The On-Sale Bar is back baby.

Back in the olden days, when things were more sepia-colored, there was a rule in patent law that gave inventors one-year after their invention was on sale to get to the patent office. If they didn’t get something filed by then, they were barred from getting a patent.

So, if I invent a widget in March, sell one at a farmer’s market in April, and wait 13 months before filing a patent application, I can’t get a patent because I waited too long. This let people test the market and see if their widget would sell before investing in a patent application, but prevented them from capitalizing on sales and never filing a patent application until they had competitors.

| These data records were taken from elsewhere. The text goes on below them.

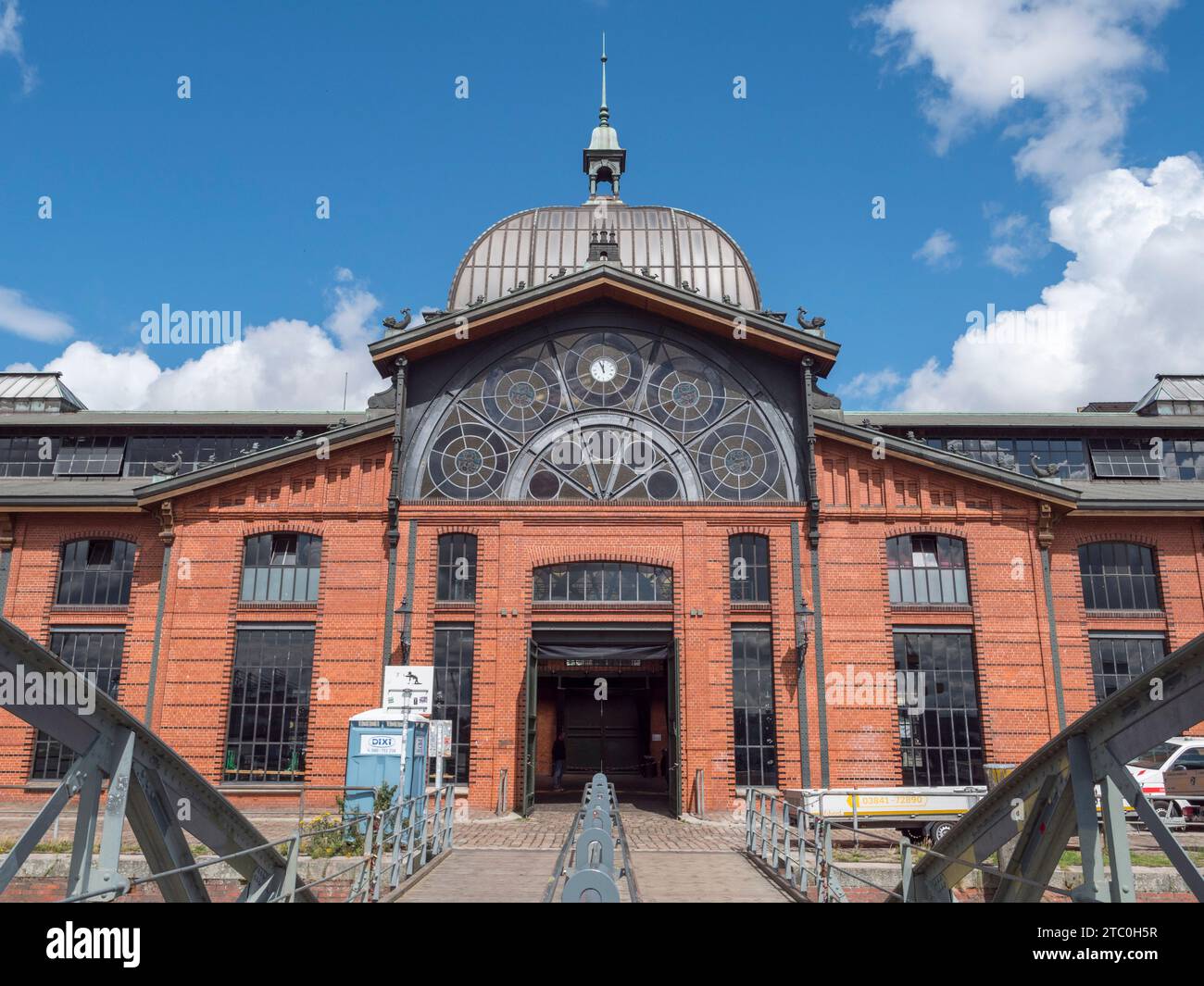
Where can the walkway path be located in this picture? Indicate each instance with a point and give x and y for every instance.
(510, 860)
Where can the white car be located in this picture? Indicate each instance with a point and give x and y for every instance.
(1181, 752)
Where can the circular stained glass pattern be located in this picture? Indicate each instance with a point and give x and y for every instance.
(469, 461)
(603, 369)
(738, 461)
(663, 485)
(545, 485)
(521, 395)
(685, 395)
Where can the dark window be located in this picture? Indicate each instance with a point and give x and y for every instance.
(749, 560)
(940, 737)
(270, 705)
(25, 456)
(91, 456)
(1116, 660)
(453, 693)
(91, 653)
(1183, 459)
(757, 737)
(603, 581)
(281, 568)
(927, 569)
(1118, 576)
(96, 572)
(457, 568)
(1124, 459)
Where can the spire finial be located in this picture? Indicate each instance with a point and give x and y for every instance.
(603, 159)
(603, 113)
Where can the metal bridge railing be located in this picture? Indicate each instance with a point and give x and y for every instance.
(586, 858)
(396, 842)
(796, 848)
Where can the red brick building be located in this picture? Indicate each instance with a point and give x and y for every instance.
(607, 459)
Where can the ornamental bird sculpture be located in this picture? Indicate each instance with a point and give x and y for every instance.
(397, 325)
(1046, 472)
(169, 468)
(809, 324)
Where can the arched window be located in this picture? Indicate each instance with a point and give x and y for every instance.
(457, 568)
(603, 581)
(281, 568)
(1118, 574)
(749, 564)
(927, 569)
(96, 572)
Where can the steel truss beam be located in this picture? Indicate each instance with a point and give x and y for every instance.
(149, 785)
(1051, 796)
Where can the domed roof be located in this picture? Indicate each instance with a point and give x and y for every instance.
(674, 245)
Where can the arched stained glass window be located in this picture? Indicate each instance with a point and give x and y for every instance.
(606, 416)
(603, 581)
(927, 569)
(1118, 574)
(281, 568)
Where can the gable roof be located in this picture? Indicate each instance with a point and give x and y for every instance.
(922, 454)
(610, 281)
(263, 460)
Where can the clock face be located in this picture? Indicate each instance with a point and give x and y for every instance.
(603, 369)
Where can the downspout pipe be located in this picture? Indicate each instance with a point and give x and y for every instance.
(813, 540)
(393, 532)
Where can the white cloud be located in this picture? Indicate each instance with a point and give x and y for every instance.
(1072, 58)
(938, 251)
(12, 44)
(1130, 305)
(19, 317)
(287, 365)
(871, 385)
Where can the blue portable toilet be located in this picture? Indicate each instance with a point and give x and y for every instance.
(385, 746)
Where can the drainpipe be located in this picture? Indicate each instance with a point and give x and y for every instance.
(801, 614)
(393, 533)
(813, 540)
(1044, 540)
(168, 536)
(6, 541)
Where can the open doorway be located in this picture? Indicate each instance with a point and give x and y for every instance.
(607, 698)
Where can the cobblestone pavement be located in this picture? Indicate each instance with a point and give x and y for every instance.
(646, 822)
(521, 876)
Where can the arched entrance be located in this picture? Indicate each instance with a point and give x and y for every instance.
(607, 693)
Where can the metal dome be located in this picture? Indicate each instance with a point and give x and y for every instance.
(529, 247)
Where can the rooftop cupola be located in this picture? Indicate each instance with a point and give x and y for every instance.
(603, 160)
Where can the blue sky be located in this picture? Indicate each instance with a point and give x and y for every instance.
(208, 203)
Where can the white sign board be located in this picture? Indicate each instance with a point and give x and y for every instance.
(382, 744)
(441, 737)
(409, 688)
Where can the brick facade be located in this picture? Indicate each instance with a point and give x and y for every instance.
(863, 501)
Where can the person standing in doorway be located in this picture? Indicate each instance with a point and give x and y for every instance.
(558, 762)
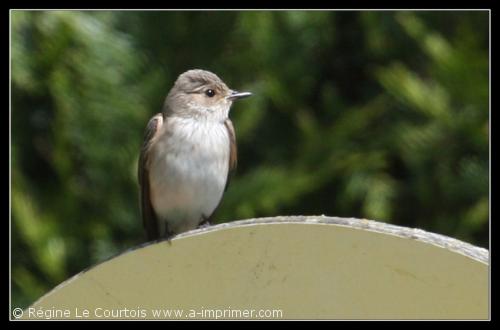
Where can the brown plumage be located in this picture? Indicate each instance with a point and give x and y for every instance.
(188, 155)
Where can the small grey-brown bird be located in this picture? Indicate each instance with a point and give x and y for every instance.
(188, 154)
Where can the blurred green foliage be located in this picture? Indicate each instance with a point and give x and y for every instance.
(380, 115)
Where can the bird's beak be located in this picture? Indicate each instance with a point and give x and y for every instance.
(238, 95)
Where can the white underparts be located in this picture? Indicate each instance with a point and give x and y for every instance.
(188, 171)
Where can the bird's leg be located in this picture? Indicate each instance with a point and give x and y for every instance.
(168, 234)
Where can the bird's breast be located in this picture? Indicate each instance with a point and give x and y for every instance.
(188, 170)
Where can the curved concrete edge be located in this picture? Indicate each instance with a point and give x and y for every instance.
(452, 244)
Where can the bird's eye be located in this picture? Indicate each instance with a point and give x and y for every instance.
(210, 92)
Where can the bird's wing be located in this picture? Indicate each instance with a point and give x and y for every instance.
(147, 212)
(233, 151)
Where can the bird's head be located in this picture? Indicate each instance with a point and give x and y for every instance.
(201, 94)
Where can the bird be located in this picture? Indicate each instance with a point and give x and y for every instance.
(188, 155)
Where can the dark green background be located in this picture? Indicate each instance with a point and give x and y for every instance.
(379, 115)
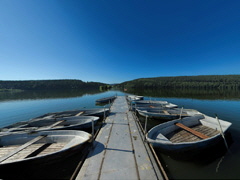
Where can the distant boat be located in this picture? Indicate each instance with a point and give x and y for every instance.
(24, 152)
(66, 123)
(106, 100)
(80, 112)
(154, 103)
(134, 98)
(188, 134)
(168, 114)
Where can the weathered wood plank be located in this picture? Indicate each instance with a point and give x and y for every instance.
(20, 148)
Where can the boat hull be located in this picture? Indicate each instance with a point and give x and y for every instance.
(33, 166)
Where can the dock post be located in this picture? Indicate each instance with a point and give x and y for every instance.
(145, 127)
(221, 131)
(104, 114)
(92, 129)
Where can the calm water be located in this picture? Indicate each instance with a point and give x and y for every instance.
(216, 165)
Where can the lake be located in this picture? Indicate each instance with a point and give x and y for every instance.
(219, 164)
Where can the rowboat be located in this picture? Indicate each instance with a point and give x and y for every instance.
(27, 153)
(190, 134)
(106, 100)
(134, 98)
(100, 112)
(153, 104)
(66, 123)
(168, 114)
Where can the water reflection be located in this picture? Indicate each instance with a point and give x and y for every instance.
(188, 93)
(45, 94)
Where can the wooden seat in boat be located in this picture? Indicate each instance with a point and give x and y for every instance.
(194, 132)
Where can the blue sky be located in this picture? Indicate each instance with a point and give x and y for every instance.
(113, 41)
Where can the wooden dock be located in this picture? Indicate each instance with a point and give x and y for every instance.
(119, 150)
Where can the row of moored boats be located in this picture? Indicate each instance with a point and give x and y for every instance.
(45, 139)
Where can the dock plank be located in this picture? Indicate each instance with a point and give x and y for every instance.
(118, 151)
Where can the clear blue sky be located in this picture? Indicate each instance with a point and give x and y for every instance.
(113, 41)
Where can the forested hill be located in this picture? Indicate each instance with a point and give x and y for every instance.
(49, 84)
(200, 82)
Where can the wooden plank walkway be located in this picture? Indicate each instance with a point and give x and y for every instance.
(119, 151)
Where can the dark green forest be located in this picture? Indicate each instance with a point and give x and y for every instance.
(230, 82)
(49, 85)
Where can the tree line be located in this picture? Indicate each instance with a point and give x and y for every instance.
(181, 82)
(49, 84)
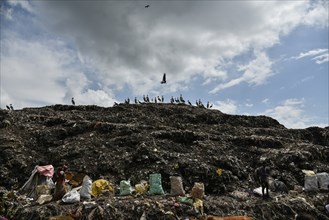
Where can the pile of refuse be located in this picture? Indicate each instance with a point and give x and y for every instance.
(163, 161)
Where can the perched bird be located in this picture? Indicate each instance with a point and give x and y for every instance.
(172, 100)
(164, 79)
(181, 99)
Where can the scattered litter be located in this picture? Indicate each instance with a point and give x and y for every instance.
(198, 191)
(155, 184)
(176, 186)
(99, 186)
(125, 188)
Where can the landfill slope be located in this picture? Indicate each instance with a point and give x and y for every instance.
(132, 141)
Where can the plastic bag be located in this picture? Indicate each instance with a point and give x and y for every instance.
(198, 191)
(176, 186)
(99, 186)
(125, 188)
(85, 192)
(323, 179)
(142, 187)
(155, 184)
(71, 196)
(311, 183)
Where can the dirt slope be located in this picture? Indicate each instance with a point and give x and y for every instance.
(133, 141)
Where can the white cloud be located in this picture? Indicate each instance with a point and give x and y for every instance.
(290, 113)
(322, 58)
(255, 72)
(131, 45)
(317, 14)
(24, 4)
(265, 101)
(311, 53)
(320, 55)
(43, 73)
(228, 106)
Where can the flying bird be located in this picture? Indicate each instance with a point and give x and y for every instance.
(164, 79)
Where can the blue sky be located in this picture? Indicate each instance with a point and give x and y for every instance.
(245, 57)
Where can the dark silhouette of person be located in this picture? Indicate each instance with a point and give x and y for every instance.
(164, 80)
(262, 175)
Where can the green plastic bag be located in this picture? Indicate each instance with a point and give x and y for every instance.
(125, 188)
(155, 184)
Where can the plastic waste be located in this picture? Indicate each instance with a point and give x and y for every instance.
(198, 206)
(155, 184)
(72, 196)
(198, 191)
(85, 192)
(311, 183)
(219, 171)
(141, 187)
(44, 198)
(176, 186)
(323, 179)
(186, 200)
(99, 186)
(125, 188)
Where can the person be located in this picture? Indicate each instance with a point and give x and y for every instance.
(327, 204)
(262, 175)
(60, 188)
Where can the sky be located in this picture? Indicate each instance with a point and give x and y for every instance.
(244, 57)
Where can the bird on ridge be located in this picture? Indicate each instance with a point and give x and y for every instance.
(164, 79)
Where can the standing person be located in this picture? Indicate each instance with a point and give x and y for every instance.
(327, 204)
(262, 175)
(60, 188)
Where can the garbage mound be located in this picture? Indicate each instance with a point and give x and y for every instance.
(157, 161)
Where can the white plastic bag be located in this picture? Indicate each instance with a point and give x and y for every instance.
(311, 183)
(85, 191)
(323, 179)
(72, 196)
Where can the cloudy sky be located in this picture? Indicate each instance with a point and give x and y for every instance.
(245, 57)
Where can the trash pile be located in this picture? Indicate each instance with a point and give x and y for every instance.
(164, 161)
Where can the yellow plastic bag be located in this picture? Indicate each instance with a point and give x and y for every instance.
(99, 186)
(219, 171)
(142, 187)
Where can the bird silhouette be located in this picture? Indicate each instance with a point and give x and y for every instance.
(164, 79)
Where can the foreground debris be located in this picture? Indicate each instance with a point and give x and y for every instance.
(133, 141)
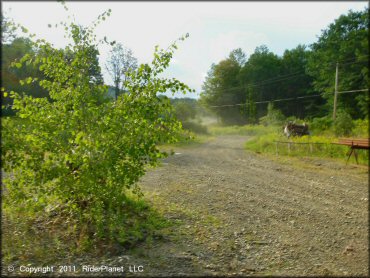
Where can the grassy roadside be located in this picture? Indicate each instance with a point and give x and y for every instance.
(264, 141)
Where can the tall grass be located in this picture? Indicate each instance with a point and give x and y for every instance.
(265, 141)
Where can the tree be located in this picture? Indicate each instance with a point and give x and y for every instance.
(258, 75)
(120, 62)
(296, 83)
(222, 87)
(344, 41)
(7, 29)
(79, 154)
(13, 77)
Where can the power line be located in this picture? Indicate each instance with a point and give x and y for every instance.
(286, 99)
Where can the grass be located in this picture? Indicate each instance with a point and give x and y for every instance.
(264, 138)
(45, 240)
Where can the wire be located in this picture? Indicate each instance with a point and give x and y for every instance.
(286, 99)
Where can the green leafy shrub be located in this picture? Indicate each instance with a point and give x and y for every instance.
(79, 155)
(361, 128)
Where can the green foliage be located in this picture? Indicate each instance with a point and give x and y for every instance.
(361, 128)
(318, 145)
(343, 124)
(273, 117)
(302, 78)
(80, 155)
(16, 77)
(185, 109)
(222, 87)
(344, 41)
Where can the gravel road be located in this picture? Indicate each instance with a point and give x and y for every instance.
(242, 213)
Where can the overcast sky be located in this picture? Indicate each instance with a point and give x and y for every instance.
(215, 28)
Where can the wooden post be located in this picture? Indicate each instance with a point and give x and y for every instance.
(277, 148)
(335, 93)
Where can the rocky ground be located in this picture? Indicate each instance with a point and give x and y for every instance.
(240, 213)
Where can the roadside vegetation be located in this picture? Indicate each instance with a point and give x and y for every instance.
(72, 156)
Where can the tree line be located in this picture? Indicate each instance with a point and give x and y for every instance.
(300, 83)
(120, 62)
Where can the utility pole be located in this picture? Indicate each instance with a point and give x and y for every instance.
(335, 93)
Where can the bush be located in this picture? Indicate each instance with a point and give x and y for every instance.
(80, 155)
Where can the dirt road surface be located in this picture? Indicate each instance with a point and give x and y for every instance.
(241, 213)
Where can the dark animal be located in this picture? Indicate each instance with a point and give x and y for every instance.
(293, 129)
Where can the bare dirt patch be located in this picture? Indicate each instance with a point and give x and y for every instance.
(236, 212)
(241, 213)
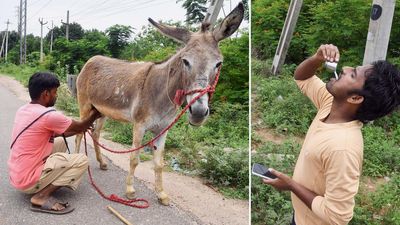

Then, there was the America Invents Act in 2011.

The AIA has some really good stuff, but like anything made by people it has some imperfections. One of these imperfections was in how it defined prior art and disclosures, which now seemed to say that secret sales and uses didn’t start the one-year race to the patent office.

A person shall be entitled to a patent unless …the claimed invention was patented, described in a printed publication, or in public use, on sale, or otherwise available to the public before the effective filing date of the claimed invention.


That or otherwise available to the public is the interesting part. Lawyers will read that as meaning that all the preceding conditions are necessarily also available to the public. So, it follows that if a sale isn’t public, it’s not a “sale” as far as the statute goes, and doesn’t interfere with patentability.

If that’s true, in theory at least, an inventor could sell their invention as long as they want as long at the sale isn’t offered to the public. That could be secretive, dark alley sales, or it could just be products that aren’t offered to the general public.

Crazy right?

Not really, the US Patent and Trademark Office thought that was the case. The manual of patent examination procedure states:

The phrase “on sale” in AIA 35 U.S.C. 102(a)(1) is treated as having the same meaning as “on sale” in pre-AIA 35 U.S.C. 102(b), except that the sale must make the invention available to the public.


So, for the last few years some people have been working under the assumption that they could sell their widgets privately, and maybe even sell their stuff in a way that didn’t make the invention “public” like a secret recipe, and still be able to get a patent on their invention if they ever decided to sell publicly or if their trade secret became known.

That’s changing.

Today the Federal Circuit Court clarified in Helsinn Healthcare v. Teva Pharm. that Congress "evidently meant that the public sale itself would put the patented product in the hands of the public," and not that only sales which make all the details of the invention public are “public sales.”

The case was whether a public sale is public, even if the details of the invention aren’t publicly disclosed. So, in other words, selling my famous chili can keep me from patenting the recipe, even if I never tell people my secret ingredient (it’s cinnamon).

The court, as they usually do, didn’t go further than they absolutely needed to and didn’t clarify other outstanding questions about the new on sale bar, but I’m taking this as an indication that we should think of the new on sale bar as the same as the old on sale bar. At least until the courts tell us otherwise.

So, bottom line is that you should get on file before you take the invention out of your garage and someone sees it. That’s not always possible, but try. Problems creep up when you start involving anyone that isn’t you or your co-inventors.